In DS9 they stored everyone's consciousness into the mainframe. Remember "The Our Man Bashir" episode? So all you need to do is ensure the patterns are in the buffer and the marbles are in the computer and viola you've death, aging, disease all potentially cured.
 
...some current real life researchers aim to reverse death this very century! Maybe even before the warp drive is invented!
Yes, Professor Snape. Very soon after, without the ability to colonize other planets and solar systems, the Earth will die in a pile of immortal humans wallowing in the wastes of their own unsupportable biomass. You need to think it through a little more.
 
I seem to recall some episodes or films that more or less quantify an individual soul, or an approximation of the meaning of that term. Both Spock and Picard's continued existences seem to survive due to such a thing. Perhaps Sisko as well.

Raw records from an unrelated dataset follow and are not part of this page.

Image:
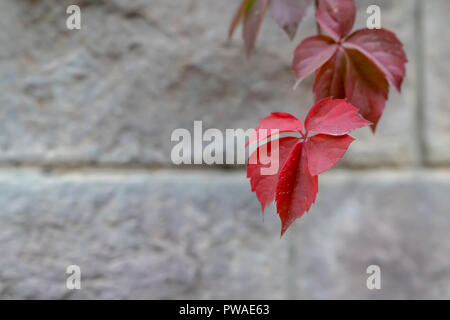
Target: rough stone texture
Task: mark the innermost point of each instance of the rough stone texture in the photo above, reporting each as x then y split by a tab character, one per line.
114	91
437	79
399	222
137	236
200	235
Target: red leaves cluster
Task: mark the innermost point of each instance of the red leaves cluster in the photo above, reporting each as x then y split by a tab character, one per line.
300	156
358	67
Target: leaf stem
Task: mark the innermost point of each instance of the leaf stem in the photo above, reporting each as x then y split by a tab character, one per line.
319	29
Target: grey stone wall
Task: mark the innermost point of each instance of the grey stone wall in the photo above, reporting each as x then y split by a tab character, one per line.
86	177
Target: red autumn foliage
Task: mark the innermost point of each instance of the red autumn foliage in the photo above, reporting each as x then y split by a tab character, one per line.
353	68
301	157
358	67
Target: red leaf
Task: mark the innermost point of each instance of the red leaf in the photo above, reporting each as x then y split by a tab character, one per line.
366	86
384	49
333	117
265	185
358	69
330	78
311	54
253	19
296	189
325	151
289	13
336	17
280	121
294	183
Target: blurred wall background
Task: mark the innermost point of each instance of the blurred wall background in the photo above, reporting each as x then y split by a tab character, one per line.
86	177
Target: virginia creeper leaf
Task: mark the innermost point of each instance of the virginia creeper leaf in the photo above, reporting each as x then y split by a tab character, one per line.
311	54
284	122
384	49
296	188
330	78
333	117
325	151
361	66
366	86
300	159
265	185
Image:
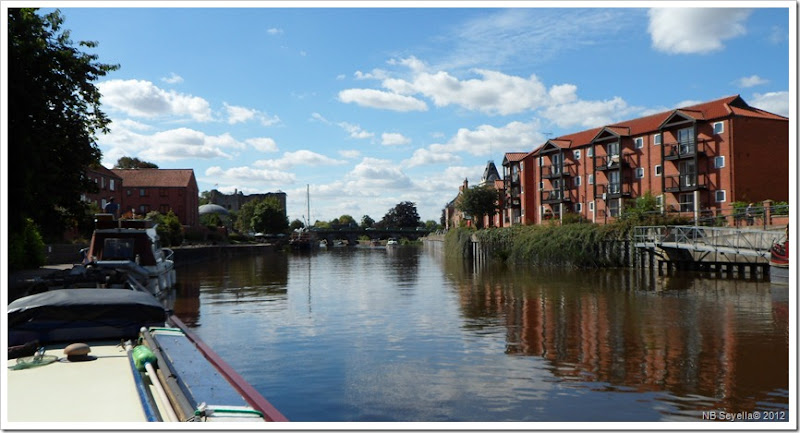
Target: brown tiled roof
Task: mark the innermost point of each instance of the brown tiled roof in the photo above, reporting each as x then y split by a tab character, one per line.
515	156
717	109
155	177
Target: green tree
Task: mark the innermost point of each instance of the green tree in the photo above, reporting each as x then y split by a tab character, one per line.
296	224
128	162
367	222
403	215
53	118
478	202
268	216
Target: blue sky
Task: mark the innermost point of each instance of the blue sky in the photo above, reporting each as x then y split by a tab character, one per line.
374	106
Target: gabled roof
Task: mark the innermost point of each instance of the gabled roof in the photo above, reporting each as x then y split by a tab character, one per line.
101	169
514	157
156	177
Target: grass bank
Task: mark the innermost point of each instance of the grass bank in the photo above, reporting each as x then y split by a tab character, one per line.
570	245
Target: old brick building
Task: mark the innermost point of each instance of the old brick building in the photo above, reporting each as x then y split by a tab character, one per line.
150	189
694	159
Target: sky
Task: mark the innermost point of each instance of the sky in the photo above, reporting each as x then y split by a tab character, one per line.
368	104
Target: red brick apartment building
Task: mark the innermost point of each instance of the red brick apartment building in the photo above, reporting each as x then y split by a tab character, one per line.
108	185
162	190
694	159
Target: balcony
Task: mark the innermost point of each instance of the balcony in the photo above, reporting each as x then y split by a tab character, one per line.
606	191
684	150
609	162
555	196
555	171
685	182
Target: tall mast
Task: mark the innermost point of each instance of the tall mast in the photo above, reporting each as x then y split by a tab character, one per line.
308	204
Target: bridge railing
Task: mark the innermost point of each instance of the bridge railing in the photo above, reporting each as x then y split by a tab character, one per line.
756	242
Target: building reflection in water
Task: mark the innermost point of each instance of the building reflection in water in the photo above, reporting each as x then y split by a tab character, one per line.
721	339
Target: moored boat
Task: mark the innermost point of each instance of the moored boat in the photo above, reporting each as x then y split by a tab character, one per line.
779	263
132	247
134	362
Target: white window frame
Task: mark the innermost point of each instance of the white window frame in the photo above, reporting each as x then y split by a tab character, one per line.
656	139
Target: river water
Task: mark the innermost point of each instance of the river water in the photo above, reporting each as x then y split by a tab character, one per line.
402	334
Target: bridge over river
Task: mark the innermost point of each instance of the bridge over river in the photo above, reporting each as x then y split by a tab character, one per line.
352	234
700	247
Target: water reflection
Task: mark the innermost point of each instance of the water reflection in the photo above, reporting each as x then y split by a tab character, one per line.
372	334
707	342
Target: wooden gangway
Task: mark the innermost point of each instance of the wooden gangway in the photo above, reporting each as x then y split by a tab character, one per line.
727	240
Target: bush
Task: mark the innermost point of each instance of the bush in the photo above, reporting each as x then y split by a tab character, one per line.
26	249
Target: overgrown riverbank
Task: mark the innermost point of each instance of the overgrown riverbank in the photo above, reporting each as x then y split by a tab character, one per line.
570	245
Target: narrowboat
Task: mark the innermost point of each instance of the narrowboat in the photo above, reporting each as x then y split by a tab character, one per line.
96	355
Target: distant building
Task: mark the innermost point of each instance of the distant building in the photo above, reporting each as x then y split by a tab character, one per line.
109	185
162	190
234	202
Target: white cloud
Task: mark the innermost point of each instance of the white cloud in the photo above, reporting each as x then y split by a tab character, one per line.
487	139
168	145
394	139
172	79
774	102
383	100
427	157
263	144
249	176
300	157
376	175
238	114
144	99
588	114
695	30
492	93
751	81
355	131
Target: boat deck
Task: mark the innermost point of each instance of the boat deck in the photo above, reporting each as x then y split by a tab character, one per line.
100	390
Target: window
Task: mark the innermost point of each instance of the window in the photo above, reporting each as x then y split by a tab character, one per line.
613	208
656	139
686	202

Time travel and splitting realities blur it a bit in places. Both O'Brian and Kim have been killed and replaced on screen with either temporal or reality doubles. The span of difference between the originals and the "duplicates" are minimal in terms of time and thus they can more or less integrate without hassle after a few hours or days.
 
Of course, if a transporter reconstitutes a dead person, and we decide the original doesn't really exist anymore, then every one who's ever been beamed anyplace is now dead. Unless somehow there's a difference between a beamed person and a replacement ... something that would indicate the continued presence and existence of t he "soul " who stepped into the transporter ...
 
We've seen the transport process from the POV of the transportee (TNG "Realm of Fear") and conversations taking place during transport (TWOK) so I'm inclined to drop the "it kills you" theory.
 
Given the (supposed) high ethical philosophy within the Federation, if the transporter killed and replaced you, I doubt they would use it.
 
Besides, our bodies are constantly replacing old, dead cells with new, living ones - every second of the day....and you're still the same person when THAT happens. ;)
 
Besides, our bodies are constantly replacing old, dead cells with new, living ones - every second of the day....and you're still the same person when THAT happens. ;)

Yes, and even our memories are just multi-generation copies of the original, which is why things get fuzzier and fuzzier.
 
while watching a beaming scene the other night, and pondering the "does beaming really kill you and replace you with a digital clone" question, I came up with an idea that answers that question, at least to me: I concluded that instead of actually completely digitizing the elements of a body (or device/element/molecules/etc) into little pieces to be "scrambled" (per Dr McCoy) and then re-assembled at another point, instead it wraps the subject into some sort of subspace-ish wrapper or bubble or shell, then digitizes that to transport/re-assemble, all the while keeping the subject intact in bizarrely Star Trek way ... think of it as like making a zip file.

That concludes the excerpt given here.